Since Jehovah's promise was related to a seed, Abraham needed a son through whom the Seed could come.  But he and Sarah grew into old age and were still childless.  Finally, though, Jehovah blessed them, miraculously reviving their procreative powers, and Sarah bore Abraham a son, Isaac, thus keeping alive the promise of a seed.  (Genesis 17:15-17; 21:1-7) Years later, after testing Abraham's faith-even to the point of his willingness to offer his beloved son, Isaac,  in sacrifice-Jehovah repeated his promise to Abraham:  "I shall surely bless you  and I shall surely multiply your seed like the stars of the heavens and like the grains of sand that are on the seashore; and your seed will take possession of the gate of his enemies.

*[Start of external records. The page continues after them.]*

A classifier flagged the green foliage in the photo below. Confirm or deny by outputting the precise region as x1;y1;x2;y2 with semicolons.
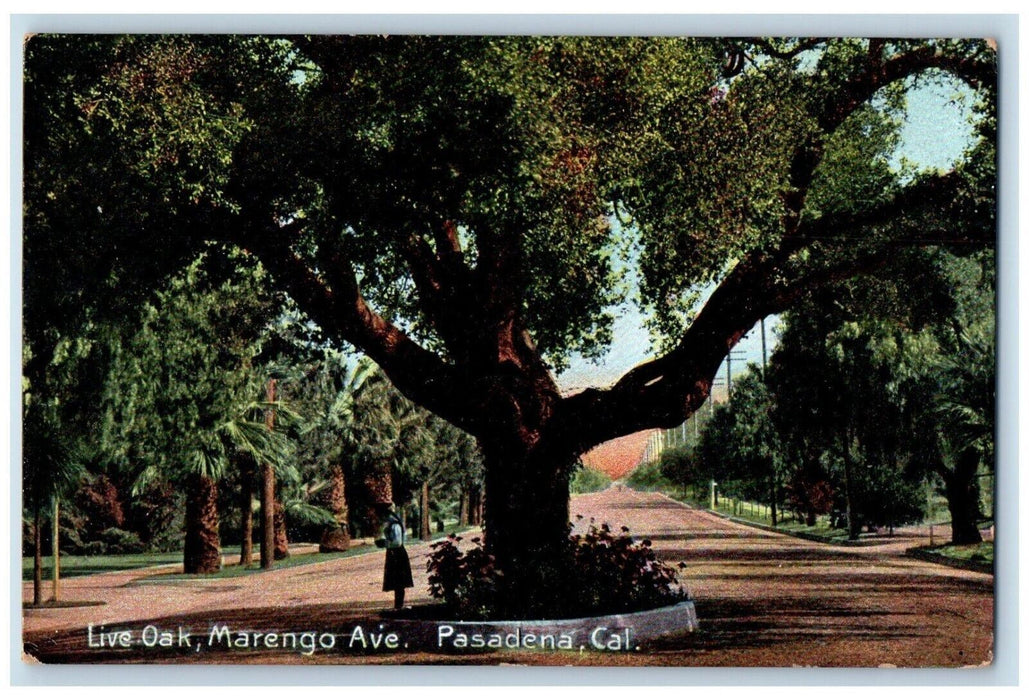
568;464;611;493
427;520;686;620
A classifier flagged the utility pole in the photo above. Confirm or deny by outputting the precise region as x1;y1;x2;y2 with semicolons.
761;316;769;379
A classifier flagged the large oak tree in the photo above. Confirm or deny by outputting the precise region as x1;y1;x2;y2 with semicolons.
20;35;996;599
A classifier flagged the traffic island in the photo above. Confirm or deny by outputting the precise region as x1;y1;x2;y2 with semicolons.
376;600;698;654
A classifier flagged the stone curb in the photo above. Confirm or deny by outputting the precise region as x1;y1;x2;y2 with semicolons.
379;600;698;654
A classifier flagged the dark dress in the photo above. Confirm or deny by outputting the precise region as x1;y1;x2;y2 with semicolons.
383;514;415;591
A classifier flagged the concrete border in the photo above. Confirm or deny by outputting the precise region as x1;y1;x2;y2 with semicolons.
378;600;699;654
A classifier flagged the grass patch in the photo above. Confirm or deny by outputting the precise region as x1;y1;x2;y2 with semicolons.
133;545;379;584
22;600;107;610
22;549;184;581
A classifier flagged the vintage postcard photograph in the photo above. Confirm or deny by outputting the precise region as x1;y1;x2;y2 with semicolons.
13;33;1003;673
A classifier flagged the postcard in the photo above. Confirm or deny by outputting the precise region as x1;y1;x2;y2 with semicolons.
20;32;1002;672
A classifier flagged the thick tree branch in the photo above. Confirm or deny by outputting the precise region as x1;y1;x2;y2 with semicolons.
557;162;992;449
819;42;996;133
238;222;474;427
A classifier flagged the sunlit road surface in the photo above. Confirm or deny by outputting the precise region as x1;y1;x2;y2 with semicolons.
23;487;993;667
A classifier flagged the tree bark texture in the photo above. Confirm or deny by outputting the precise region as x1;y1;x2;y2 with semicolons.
418;481;432;541
361;461;393;536
237;455;254;566
944;450;983;545
50;496;61;602
260;379;276;569
32;503;43;605
484;448;572;611
318;464;350;552
272;499;289;561
457;489;468;527
182;475;221;573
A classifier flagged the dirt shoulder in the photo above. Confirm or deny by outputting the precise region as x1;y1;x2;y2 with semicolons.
23;488;993;667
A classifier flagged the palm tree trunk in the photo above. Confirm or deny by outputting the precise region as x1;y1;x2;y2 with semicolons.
239;456;254;566
418;481;432;541
182;474;221;573
272;499;289;561
457;489;469;527
260;379;276;569
50;496;61;602
318;464;350;552
361;462;393;532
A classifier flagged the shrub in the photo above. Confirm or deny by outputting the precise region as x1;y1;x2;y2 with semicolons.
427;520;687;620
427;534;502;620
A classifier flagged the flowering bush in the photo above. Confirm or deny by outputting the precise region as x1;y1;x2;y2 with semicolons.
428;520;687;620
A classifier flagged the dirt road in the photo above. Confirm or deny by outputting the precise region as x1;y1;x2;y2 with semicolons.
23;488;993;667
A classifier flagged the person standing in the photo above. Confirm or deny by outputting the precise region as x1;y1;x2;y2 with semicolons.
376;502;415;610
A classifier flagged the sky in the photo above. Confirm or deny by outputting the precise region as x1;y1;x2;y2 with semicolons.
558;77;972;400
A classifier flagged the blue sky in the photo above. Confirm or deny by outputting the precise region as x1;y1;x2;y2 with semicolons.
558;81;972;394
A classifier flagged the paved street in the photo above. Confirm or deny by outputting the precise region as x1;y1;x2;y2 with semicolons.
23;488;993;667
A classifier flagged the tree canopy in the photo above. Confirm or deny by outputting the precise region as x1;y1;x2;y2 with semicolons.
25;35;996;601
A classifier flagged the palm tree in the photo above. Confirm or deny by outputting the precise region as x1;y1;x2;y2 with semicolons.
933;322;996;545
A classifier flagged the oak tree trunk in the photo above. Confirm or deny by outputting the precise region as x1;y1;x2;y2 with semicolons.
318;464;350;552
944;450;983;545
182;475;221;573
483;445;572;615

And by means of your seed all nations of the earth will certainly bless themselves due to the fact that you have listened to my voice."  (Genesis 22:15-18)  This extended promise is often called the Abrahamic covenant, and the later new covenant would be closely linked to it.

In time, Isaac had twin boys, Esau and Jacob. Jehovah chose Jacob to be the ancestor of the Promised Seed.  (Genesis 28:10-15; Romans 9:10-13) Jacob had 12 sons. Clearly, it was now time for Abraham's seed to begin to increase.  When Jacob's sons were adults, many with families of their own, a famine forced all of them to move down to Egypt where, by divine providence, Jacob's son Joseph  had prepared the way.  (Genesis 45:5-13; 46:26, 27) After a few years, the famine in Canaan eased.  But Jacob's family stayed in Egypt-at first as guests but later as slaves. It was not until 1513 B.C.E., 430 years after Abraham crossed the Euphrates, that Moses led Jacob's descendants out of Egypt to freedom.  (Exodus 1:8-14; 12:40, 41; Galatians 3:16, 17)  Jehovah would now give special attention to his covenant with Abraham. -Exodus 2:24l 6:2-5.